Sonata deus sax machina
Sonata deus sax machina combines the traditional formal aspects of the classical sonata genre with some more recent musical trends and languages. The work exploits many of the coloristic and virtuosic qualities unique to the alto saxophone including the use of multiphonics, quasi-pizzicato slap-tonguing, and its altissimo register.
Sonata deus sax machina was commissioned by Timothy McAllister with the intention that the work may evoke images of machines or machine-like activity. The title itself is merely a play on words to employ the words “sax” and “machine”; it is not meant to imply anything resembling the literary device “deus ex machine”.
The work is in three movements, each of which reflects a specific abstract type of machine or machine-like quality.
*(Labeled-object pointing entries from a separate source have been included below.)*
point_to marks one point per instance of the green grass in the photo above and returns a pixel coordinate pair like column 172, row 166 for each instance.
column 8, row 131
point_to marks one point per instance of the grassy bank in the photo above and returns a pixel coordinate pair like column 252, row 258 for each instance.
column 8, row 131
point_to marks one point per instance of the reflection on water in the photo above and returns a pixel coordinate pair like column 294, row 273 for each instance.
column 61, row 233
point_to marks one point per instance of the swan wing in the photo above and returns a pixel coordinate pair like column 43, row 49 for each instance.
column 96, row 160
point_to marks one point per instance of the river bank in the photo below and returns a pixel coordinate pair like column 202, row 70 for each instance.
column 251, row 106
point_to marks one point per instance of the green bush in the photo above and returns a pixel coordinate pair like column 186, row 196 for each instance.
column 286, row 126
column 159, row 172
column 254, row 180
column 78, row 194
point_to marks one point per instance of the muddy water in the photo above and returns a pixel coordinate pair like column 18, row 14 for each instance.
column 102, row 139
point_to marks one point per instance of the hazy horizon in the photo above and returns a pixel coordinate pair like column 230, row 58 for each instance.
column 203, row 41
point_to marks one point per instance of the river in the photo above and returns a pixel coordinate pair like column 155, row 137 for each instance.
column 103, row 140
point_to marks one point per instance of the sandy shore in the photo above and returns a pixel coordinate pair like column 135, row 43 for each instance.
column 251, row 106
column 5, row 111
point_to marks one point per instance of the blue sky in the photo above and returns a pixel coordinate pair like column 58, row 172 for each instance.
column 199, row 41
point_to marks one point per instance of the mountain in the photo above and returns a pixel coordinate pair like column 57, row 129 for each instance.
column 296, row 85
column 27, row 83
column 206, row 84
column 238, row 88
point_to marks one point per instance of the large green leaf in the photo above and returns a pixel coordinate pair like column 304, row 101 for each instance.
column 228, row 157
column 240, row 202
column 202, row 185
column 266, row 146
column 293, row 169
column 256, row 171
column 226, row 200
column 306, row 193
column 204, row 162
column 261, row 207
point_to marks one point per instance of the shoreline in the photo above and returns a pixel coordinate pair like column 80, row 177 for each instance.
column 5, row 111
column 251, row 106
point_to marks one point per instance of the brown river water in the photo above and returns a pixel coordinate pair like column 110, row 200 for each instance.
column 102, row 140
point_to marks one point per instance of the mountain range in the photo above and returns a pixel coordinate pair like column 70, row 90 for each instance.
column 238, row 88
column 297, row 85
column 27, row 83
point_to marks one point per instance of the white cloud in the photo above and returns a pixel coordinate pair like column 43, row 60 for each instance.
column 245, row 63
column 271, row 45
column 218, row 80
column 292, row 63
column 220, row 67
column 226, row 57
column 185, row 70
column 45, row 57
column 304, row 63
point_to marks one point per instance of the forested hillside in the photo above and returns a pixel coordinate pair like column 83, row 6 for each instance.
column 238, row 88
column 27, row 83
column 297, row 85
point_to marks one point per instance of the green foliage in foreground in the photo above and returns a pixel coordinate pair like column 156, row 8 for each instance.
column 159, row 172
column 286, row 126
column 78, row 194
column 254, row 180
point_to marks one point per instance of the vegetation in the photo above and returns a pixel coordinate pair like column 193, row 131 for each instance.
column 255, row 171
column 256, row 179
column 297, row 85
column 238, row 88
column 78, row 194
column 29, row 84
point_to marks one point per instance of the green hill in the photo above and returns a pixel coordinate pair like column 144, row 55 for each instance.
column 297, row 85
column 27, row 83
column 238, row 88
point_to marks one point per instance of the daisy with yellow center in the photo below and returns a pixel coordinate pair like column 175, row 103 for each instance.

The first movement is in a strict sonata-allegro form and may be likened to some sort of perpetual motion motor.
The second movement is a chaconne of sorts that exploits the lyric and melodic use of multiphonics in the saxophone over a steady harmonic ground in the piano. The stasis in this movement may abstractly resemble the hum of an electric clock or fluorescent lights.
The third movement (rondo-psycho) may bring to mind the various stages of the operation of a cartoonish machine.
The work is cyclic as similar motives and themes appear in all movements.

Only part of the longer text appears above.